The Regulators - Stephen King [122]
Mr Garin was yelling for the boy, telling him to come back, that it wasn't safe. I thought of telling him that just the sound of his voice might be enough to bring down the hangwall, the way people yelling can sometimes be enough to bring down avalanches up in the high country. I didn't, though. He wouldn't have been able to stop calling. All he could think of was the boy.
I keep a little fold-blade, a magnifying loop, and a Penlite on my key-ring. I got the Penlite unhooked and shone it out ahead of us. We went on down the shaft, with the loose hornfels muttering all around us, and that soft roaring sound in our ears, and that smell up our noses. I felt it getting warmer almost right away, and the warmer it got, the fresher that campfire smell got. Except by the end, it didn't smell like a campfire anymore. It smelled like something gone rotten. A carcass of some kind.
Then we came on the start of the bones. We — us with Deep Earth, I mean — had shone spotlights into the shaft, but they didn't show much. We'd gone back and forth a lot about whether or not there really was anything in there. Yvonne argued that there wasn't, that no one would have kept going down into a shaft-mine dug in ground like that, not even a bunch of bond-Chinamen. They said it was all just so much talk — legend-making, Yvonne called it — but once Garin and I were a couple of hundred yards in, my little Penlite was enough to show us that Yvonne was wrong.
There were bones littered everywhere on the shaft floor, cracked skulls and legs and hip-bones and pelvises. The ribcages were the worst, every one seeming to grin like the Cheshire cat in Alice in Wonderland. When we stepped on them they didn't even crunch, like you'd think such things would, just puffed up like powder.
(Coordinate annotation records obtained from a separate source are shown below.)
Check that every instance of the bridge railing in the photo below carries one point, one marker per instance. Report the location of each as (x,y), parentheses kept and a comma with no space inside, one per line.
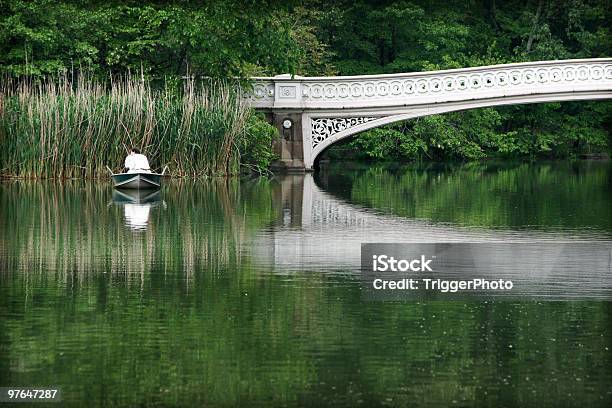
(393,90)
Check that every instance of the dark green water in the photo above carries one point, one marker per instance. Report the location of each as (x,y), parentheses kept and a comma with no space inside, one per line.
(246,292)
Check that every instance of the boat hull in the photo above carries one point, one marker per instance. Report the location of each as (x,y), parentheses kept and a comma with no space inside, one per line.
(137,181)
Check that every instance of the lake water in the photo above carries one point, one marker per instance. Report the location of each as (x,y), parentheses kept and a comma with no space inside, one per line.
(246,292)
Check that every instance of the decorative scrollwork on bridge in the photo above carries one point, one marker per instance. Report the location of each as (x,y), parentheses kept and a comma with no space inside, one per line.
(323,128)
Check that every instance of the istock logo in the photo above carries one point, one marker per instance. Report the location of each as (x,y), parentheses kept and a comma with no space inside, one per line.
(384,263)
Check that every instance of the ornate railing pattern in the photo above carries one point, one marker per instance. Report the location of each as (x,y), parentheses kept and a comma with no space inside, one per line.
(333,108)
(324,92)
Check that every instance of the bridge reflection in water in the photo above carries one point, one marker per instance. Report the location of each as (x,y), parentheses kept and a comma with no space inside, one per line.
(322,233)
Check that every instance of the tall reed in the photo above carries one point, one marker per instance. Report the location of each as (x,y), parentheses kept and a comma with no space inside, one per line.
(60,128)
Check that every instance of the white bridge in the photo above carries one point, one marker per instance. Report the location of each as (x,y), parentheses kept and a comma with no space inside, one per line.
(312,113)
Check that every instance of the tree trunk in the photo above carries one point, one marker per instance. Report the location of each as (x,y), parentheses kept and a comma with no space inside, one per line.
(534,27)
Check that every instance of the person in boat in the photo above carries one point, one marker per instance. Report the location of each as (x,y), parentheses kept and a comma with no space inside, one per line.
(136,162)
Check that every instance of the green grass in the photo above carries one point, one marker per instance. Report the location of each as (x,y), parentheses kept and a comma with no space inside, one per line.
(59,128)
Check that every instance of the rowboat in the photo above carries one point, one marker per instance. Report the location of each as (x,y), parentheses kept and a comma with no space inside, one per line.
(137,181)
(140,197)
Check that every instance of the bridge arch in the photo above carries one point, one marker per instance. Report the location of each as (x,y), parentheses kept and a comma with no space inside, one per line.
(372,120)
(313,113)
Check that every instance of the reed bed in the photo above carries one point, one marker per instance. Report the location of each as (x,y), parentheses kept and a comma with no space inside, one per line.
(63,128)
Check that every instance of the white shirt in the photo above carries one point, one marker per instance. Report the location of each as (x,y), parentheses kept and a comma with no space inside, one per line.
(137,163)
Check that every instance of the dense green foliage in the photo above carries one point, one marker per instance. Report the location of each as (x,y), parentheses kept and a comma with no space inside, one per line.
(400,36)
(313,37)
(65,129)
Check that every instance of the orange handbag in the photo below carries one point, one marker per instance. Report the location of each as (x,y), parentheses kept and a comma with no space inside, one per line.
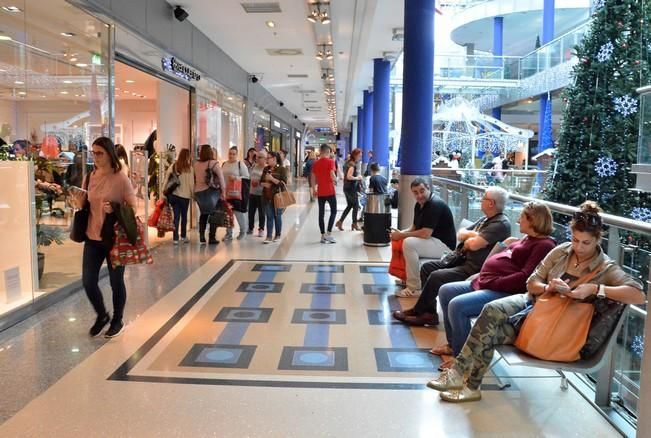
(397,266)
(557,327)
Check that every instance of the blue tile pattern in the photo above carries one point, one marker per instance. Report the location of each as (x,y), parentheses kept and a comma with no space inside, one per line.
(219,356)
(314,358)
(319,316)
(244,314)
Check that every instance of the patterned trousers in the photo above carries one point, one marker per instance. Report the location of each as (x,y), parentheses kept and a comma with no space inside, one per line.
(490,330)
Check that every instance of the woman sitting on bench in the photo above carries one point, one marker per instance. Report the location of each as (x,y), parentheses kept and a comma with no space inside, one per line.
(568,261)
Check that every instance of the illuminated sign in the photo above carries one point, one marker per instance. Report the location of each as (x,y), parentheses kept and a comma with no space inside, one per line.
(173,66)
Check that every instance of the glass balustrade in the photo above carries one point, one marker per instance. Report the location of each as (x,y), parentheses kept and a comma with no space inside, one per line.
(629,245)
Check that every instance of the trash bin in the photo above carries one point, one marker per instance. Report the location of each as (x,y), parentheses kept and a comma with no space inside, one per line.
(377,220)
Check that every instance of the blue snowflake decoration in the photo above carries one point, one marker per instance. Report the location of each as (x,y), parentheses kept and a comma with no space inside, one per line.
(641,214)
(637,346)
(605,167)
(605,52)
(625,105)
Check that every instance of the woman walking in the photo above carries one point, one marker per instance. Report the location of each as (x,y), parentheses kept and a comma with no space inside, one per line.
(235,171)
(255,196)
(272,177)
(107,184)
(208,186)
(179,200)
(352,181)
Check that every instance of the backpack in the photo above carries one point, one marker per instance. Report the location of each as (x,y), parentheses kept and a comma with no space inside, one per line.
(210,178)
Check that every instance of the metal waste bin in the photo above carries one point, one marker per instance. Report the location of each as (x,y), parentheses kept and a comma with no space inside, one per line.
(377,220)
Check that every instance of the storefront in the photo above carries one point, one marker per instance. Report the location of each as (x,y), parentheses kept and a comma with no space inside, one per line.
(67,78)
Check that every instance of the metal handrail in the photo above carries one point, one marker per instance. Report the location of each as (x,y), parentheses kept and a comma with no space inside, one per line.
(607,219)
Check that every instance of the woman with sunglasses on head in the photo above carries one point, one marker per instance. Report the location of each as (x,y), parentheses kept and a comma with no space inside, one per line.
(567,262)
(504,273)
(106,184)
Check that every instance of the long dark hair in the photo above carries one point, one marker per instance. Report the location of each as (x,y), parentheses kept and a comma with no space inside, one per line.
(107,144)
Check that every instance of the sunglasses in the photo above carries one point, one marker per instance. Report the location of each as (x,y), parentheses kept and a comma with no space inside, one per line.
(590,220)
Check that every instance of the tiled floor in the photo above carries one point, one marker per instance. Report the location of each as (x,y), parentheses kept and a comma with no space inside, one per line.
(285,340)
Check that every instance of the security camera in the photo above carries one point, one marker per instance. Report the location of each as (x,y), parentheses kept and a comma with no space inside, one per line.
(180,13)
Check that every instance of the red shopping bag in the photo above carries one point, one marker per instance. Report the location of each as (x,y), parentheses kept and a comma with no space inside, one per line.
(166,219)
(153,219)
(397,266)
(124,253)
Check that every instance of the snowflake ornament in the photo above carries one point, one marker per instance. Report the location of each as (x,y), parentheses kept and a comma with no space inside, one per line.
(625,105)
(641,214)
(637,346)
(605,52)
(605,167)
The smell was stronger than ever, and I could feel the sweat rolling down my face. It was like being in a boiler room instead of a mine. And the walls! They didn't just put on their names or initials down where we were; they wrote all over them with their candlesmoke. It was as if when the adit caved in and they found they were trapped in the shaft, they all decided to write their last wills and testaments on the support beams.
I grabbed Garin's shoulder and said, 'We've gone too far. He was standing off to one side and we missed him in the dark.'
'I don't think so,' he said.
'Why not?' I asked.
'Because I still feel him up ahead,' he said, then raised his voice. 'Seth! Please, honey! If you're down there, turn around and come to us!'
What came back put the hackles up on my neck. Further on down that shaft, with its floor of crumbled skarn and skulls and bones, we could hear singing. Not words, just the little boy's voice going 'La-la-la' and 'dum-deedle-dum'. Not much of a tune, but enough so I could recognize the Bonanza theme music.
Garin looked at me, his eyes all white and wide in the dark, and asked if I still thought we'd come past him. Wasn't anything I could say to that, and so we got moving again.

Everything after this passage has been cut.